Warum beim Weizen der Proteingehalt niedriger ausfällt
Der Weizen ist in diesem Jahr in Punkto Ertrag und Proteingehalt unterdurchschnittlich, wobei je nach Standort und Düngung eine weite Streuung herauskommen kann, wie Schleihauf erläutert. Zudem sei der Weizen in der Hitze und Trockenheit notgereift.
Der Getreideexperte berichtet von zahlreichen Schmachtkörnern. Aufgrund der Düngemittelpreise, die im Vergleich zur Vorsaison vier Mal so teuer geworden sind, hätten wohl viele Landwirte zurückhaltender gedüngt. Faber vermutet, dass die für Qualitätsweizen wichtige Spätdüngung hier und da ausgeblieben ist. Die Folge zeigt sich auch in dem um etwa ein Prozent niedrigeren Eiweißgehalt. Dieser ist aber wichtig, damit das Weizenmehl bestimmte Backeigenschaften hat. Für Backweizen ist ein Proteingehalt von mindestens 12 Prozent nötig. Für Aufmischweizen werden 13 und für Eliteweizen 14 Prozent vorausgesetzt.

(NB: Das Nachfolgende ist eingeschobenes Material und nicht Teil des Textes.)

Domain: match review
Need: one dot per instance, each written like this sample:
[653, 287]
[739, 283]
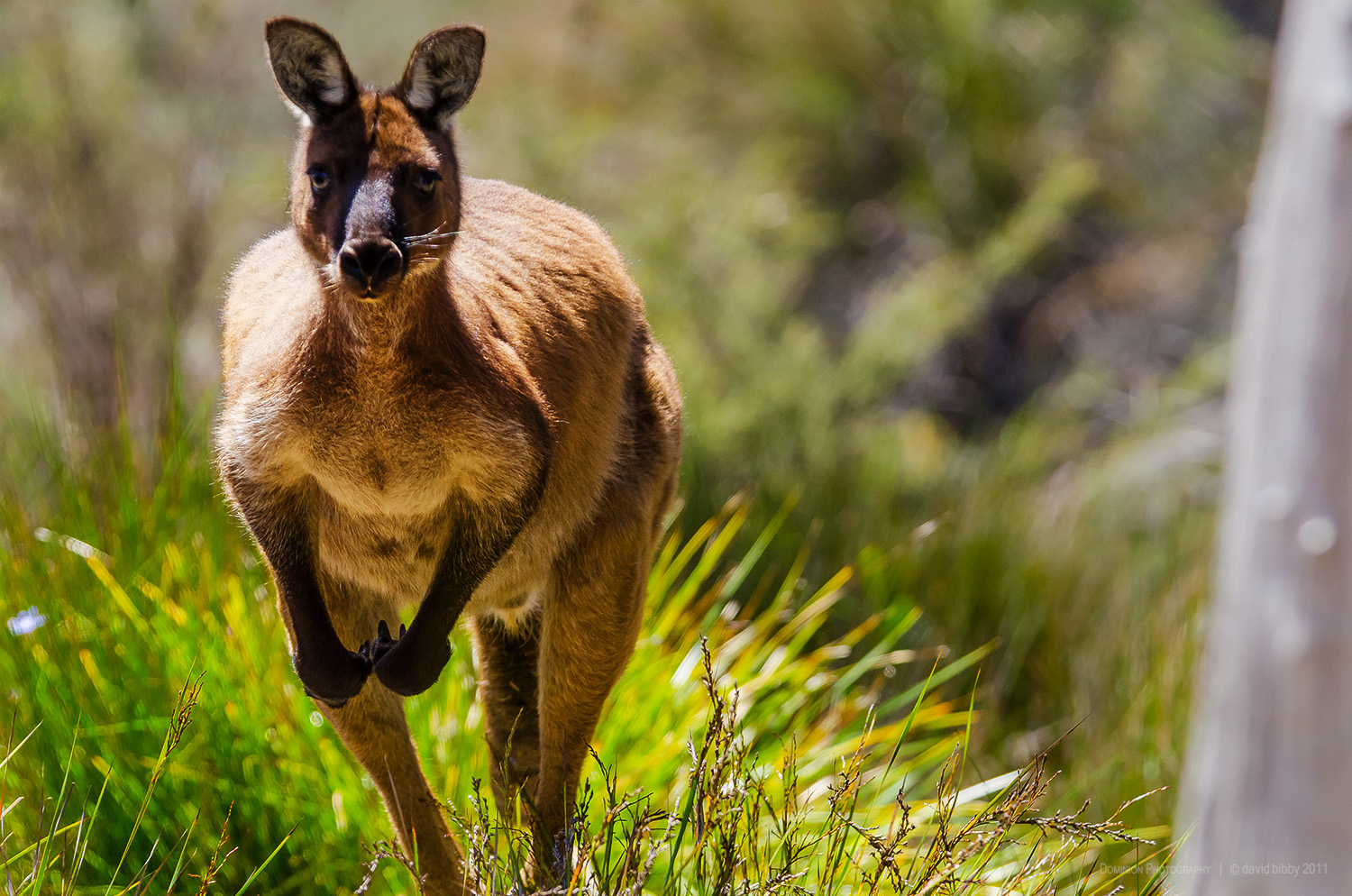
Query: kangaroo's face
[375, 187]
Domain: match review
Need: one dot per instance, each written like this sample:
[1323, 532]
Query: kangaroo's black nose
[368, 264]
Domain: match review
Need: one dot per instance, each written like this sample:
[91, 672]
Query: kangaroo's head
[375, 187]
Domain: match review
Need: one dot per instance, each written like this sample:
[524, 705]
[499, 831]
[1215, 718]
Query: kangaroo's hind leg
[508, 657]
[589, 633]
[375, 730]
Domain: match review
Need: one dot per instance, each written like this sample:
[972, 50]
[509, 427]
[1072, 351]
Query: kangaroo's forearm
[414, 663]
[327, 669]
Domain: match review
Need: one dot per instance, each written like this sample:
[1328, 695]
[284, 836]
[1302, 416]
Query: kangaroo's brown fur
[443, 402]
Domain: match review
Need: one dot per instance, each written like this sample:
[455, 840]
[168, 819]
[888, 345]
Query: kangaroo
[443, 399]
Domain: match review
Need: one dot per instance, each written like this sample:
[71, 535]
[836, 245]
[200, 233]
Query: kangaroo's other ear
[443, 73]
[310, 69]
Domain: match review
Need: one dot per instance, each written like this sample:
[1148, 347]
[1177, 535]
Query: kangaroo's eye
[426, 181]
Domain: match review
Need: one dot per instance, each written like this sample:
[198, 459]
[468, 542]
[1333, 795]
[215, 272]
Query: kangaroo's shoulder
[533, 256]
[503, 222]
[272, 297]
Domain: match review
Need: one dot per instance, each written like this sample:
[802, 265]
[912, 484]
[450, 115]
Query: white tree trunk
[1267, 787]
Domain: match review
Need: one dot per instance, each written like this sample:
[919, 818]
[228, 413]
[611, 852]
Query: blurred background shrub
[952, 275]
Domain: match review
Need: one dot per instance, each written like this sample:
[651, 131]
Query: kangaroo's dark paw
[406, 665]
[334, 679]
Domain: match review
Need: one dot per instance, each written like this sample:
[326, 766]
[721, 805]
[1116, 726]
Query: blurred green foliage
[952, 273]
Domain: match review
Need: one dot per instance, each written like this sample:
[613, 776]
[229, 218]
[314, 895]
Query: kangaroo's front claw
[406, 665]
[333, 680]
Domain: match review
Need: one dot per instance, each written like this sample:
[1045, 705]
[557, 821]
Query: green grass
[157, 731]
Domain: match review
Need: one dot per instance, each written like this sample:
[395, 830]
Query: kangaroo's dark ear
[443, 73]
[310, 69]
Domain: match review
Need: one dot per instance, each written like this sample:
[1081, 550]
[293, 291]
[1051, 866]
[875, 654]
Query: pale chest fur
[387, 471]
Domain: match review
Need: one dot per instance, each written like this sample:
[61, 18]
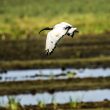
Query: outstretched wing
[51, 41]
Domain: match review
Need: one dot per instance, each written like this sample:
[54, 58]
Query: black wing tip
[46, 28]
[47, 52]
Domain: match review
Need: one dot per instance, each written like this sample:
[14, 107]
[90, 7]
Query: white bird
[56, 33]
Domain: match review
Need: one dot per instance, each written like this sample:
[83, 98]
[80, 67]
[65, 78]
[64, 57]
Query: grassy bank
[53, 85]
[103, 105]
[19, 19]
[67, 63]
[83, 51]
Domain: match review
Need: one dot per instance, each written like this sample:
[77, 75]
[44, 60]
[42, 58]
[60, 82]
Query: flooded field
[61, 97]
[45, 74]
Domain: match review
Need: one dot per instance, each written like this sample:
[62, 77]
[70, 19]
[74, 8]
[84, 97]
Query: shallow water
[59, 97]
[35, 74]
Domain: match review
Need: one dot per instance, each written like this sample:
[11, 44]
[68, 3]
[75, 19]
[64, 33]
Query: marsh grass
[22, 18]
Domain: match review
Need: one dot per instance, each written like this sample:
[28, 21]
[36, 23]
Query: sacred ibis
[56, 33]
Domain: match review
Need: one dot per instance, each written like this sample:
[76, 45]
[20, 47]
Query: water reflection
[60, 97]
[36, 74]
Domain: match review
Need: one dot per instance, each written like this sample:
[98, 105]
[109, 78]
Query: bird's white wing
[52, 39]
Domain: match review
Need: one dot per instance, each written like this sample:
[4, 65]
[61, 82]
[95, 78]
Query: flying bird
[56, 33]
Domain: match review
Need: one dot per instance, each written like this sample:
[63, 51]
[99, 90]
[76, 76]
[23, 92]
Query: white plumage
[56, 33]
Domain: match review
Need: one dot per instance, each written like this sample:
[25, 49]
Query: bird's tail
[46, 28]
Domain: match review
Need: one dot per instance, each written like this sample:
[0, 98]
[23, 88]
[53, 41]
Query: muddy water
[59, 97]
[35, 74]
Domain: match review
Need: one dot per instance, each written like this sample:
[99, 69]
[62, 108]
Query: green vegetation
[103, 105]
[24, 18]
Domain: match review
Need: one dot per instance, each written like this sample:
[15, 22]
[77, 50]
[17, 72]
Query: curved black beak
[76, 31]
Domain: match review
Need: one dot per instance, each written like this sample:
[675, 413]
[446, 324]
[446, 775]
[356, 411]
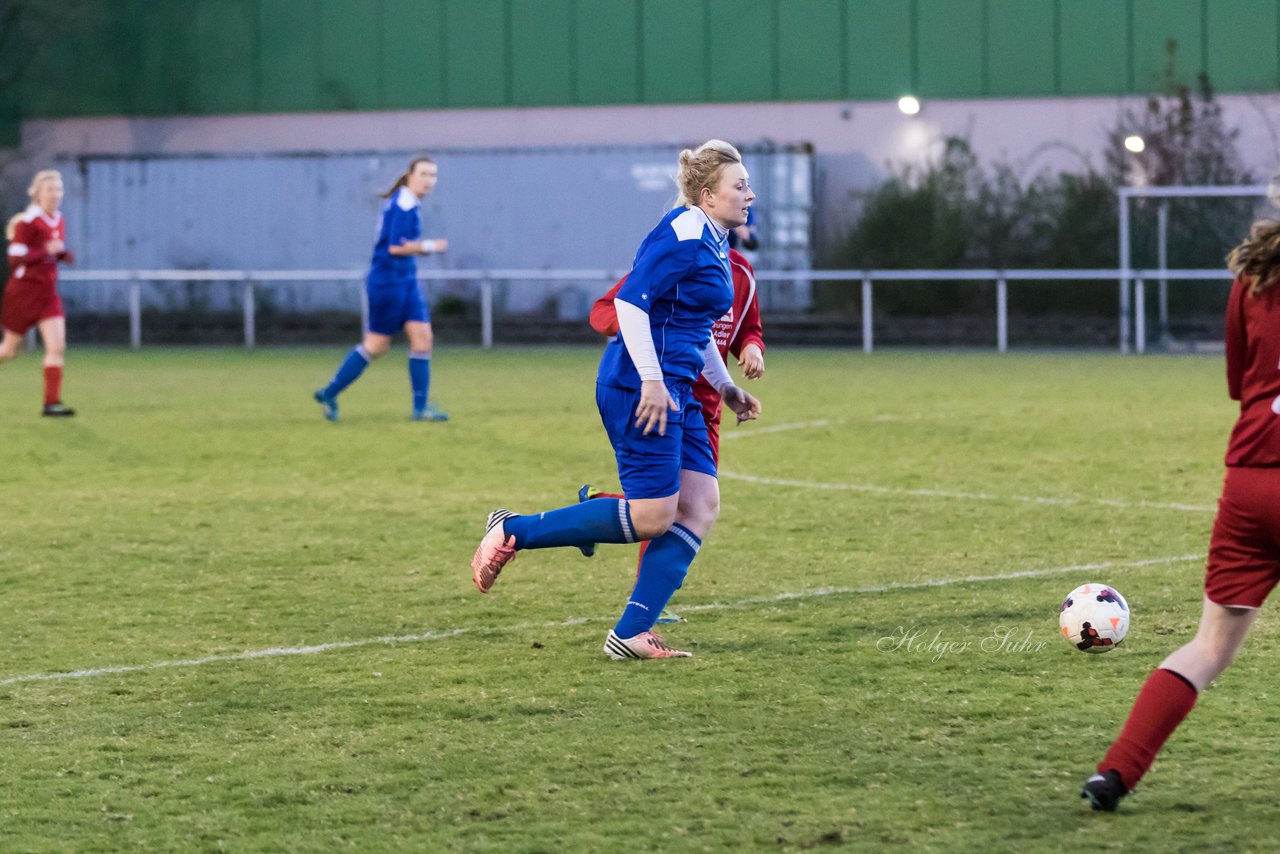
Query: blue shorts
[649, 465]
[394, 304]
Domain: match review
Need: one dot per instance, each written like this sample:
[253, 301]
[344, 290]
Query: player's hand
[752, 361]
[745, 406]
[654, 402]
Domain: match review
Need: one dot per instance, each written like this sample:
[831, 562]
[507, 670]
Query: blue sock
[603, 520]
[420, 378]
[352, 366]
[662, 571]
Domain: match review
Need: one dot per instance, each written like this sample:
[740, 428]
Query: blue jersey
[681, 277]
[400, 222]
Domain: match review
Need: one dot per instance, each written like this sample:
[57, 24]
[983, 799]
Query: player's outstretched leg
[662, 572]
[592, 521]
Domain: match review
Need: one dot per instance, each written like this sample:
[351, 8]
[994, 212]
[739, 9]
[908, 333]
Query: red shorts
[26, 305]
[1244, 551]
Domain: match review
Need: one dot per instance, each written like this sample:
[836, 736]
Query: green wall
[208, 56]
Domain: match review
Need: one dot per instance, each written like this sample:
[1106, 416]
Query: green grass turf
[201, 507]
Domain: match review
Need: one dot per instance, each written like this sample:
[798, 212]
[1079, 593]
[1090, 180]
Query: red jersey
[1253, 374]
[735, 330]
[28, 259]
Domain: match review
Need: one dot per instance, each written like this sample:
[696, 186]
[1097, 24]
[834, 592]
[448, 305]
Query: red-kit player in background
[739, 332]
[1244, 547]
[37, 245]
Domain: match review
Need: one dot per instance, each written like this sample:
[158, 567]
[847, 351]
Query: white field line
[391, 640]
[937, 493]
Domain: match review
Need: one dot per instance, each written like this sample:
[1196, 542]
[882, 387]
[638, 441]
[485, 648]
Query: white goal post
[1132, 314]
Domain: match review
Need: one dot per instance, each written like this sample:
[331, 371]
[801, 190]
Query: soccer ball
[1095, 617]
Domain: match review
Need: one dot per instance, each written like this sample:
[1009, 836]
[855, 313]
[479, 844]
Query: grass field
[874, 616]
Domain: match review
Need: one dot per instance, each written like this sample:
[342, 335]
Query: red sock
[53, 384]
[1164, 700]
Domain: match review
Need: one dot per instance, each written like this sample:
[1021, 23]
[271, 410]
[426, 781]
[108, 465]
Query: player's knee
[699, 512]
[652, 521]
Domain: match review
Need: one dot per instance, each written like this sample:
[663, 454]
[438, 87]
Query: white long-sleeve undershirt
[636, 334]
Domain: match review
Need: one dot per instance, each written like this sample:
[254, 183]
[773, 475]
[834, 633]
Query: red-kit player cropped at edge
[37, 245]
[1244, 547]
[739, 332]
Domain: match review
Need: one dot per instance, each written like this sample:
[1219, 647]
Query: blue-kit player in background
[679, 286]
[394, 298]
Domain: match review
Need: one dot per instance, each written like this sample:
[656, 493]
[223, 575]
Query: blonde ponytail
[1258, 256]
[41, 177]
[403, 179]
[700, 169]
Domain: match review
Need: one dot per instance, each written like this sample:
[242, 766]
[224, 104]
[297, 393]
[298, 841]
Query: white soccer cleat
[643, 645]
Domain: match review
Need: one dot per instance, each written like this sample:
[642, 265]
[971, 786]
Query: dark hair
[403, 178]
[1258, 256]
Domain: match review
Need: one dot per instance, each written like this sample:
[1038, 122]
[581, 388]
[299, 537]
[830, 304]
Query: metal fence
[1132, 290]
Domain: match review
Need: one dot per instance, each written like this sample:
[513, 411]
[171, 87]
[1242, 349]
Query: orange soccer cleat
[496, 551]
[643, 645]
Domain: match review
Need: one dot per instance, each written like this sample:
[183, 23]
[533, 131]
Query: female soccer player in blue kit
[679, 286]
[394, 298]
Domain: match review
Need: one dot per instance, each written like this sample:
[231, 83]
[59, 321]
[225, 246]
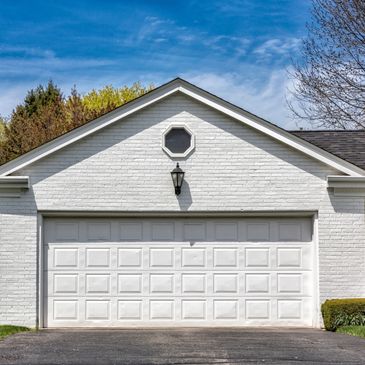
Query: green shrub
[358, 331]
[343, 312]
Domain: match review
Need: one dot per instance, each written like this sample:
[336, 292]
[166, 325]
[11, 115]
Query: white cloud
[276, 46]
[267, 100]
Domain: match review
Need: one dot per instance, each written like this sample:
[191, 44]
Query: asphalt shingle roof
[348, 145]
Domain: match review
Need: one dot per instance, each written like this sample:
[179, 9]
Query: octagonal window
[178, 141]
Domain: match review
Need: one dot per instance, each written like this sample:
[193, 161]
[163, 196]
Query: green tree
[46, 114]
[108, 98]
[41, 117]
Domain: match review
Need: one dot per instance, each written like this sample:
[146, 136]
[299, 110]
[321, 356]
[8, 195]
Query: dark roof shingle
[348, 145]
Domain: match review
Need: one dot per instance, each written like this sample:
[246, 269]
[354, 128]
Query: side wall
[233, 168]
[18, 261]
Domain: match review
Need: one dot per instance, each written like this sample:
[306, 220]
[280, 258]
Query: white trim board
[174, 86]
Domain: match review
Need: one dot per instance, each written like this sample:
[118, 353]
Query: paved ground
[182, 346]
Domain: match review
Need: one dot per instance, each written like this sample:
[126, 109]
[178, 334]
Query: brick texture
[123, 168]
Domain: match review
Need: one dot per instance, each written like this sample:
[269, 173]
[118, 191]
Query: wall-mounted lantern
[177, 178]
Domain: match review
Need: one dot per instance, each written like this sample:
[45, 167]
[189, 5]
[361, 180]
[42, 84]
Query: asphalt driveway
[182, 346]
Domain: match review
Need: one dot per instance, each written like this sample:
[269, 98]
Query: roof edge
[180, 85]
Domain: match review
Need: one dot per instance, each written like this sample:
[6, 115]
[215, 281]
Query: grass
[358, 331]
[7, 330]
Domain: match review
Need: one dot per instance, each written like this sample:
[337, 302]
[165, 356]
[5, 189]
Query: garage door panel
[178, 272]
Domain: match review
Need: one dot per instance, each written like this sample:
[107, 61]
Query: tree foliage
[2, 131]
[330, 89]
[46, 114]
[108, 98]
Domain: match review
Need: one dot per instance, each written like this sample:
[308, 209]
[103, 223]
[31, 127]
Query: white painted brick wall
[123, 168]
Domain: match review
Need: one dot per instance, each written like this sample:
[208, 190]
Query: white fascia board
[83, 131]
[346, 182]
[20, 182]
[199, 95]
[12, 186]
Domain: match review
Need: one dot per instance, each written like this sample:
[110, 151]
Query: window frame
[178, 126]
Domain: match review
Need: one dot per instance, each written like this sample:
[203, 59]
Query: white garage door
[178, 272]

Ob Regen dem Mais noch hilft?

Der Eiweißgehalt ist einer der Parameter, die im Ganzkorn-Messgerät in der Annahmestelle ermittelt wird. Fällt der Wert unter 12, kommen nur noch andere Verwendungen in Betracht. "Teile der Ernte müssen dieses Jahr leider im Futtertrog landen", so fasst Schneider das Dilemma zusammen.
Bei der Baywa in Ilsfeld und bei der BAG Hohenlohe registriert man bis zu sieben Tonnen Ertrag pro Hektar, sonst sind es in beiden Genossenschaften mehr als acht Tonnen. Die Bauern, die die Agroa beliefern, haben auf jedem Hektar durchschnittlich 7,5 Tonnen Weizen geerntet.
Mais ist in diesem Jahr fast allerorten ein Sorgenkind. Die ausbleibenden Niederschläge führen dazu, dass sich die Kolben bisher nicht ausreichend entwickeln konnten. "Der Mais wird gerade getoastet", konstatiert Schleihauf von der Agroa. Die Kulturart brauche jetzt dringend Regen. Anderenfalls müsse der Mais bereits in den kommenden Tage und Wochen unreif gehäckselt werden und anschließend als Silage oder als Input für Biogasanlagen herhalten. "Mit Regen wäre vielleicht noch etwas zu retten", schätzt Faber von der Baywa in Ilsfeld ein. Kaum noch Hoffnung auf eine Füllung der Kolben hat dagegen BAG-Mann Schneider. "Es sieht schrecklich aus."
Betriebe leiden unter Liquiditätsengpässen

Auch wenn die Hektarerträge vieler Getreidesorten und Ölsaaten unter dem Durchschnitt liegen, wurden die Lagerhäuser so gut gefüllt, wie im Vorjahr. Bei der BAG Hohenlohe ist der Vorjahres-Füllstand erreicht worden, bei der Agroa 94 Prozent. Warum das so ist, dafür hat der Geschäftsführer der BAG Hohenlohe, Sven Schneider, eine Erklärung. Die Betriebe würden weniger Getreide bei sich auf dem Hof bunkern. Stattdessen würden die Bauern so viel wie möglich auf den Markt werfen, um ihre zunehmenden Liquiditätsprobleme zu lindern. "Die Erzeugerpreise steigen nicht in dem selben Maße, wie die Kosten. Das geht auf die Dauer an die Substanz der Betriebe."
An der Warenterminbörse ist der Preis für Weizen derzeit sogar fallend. Lag der Wert am 20. Mai noch auf dem historischen Höchststand von 420 Euro die Tonne, wird der Weizen nun für 320 Euro gehandelt.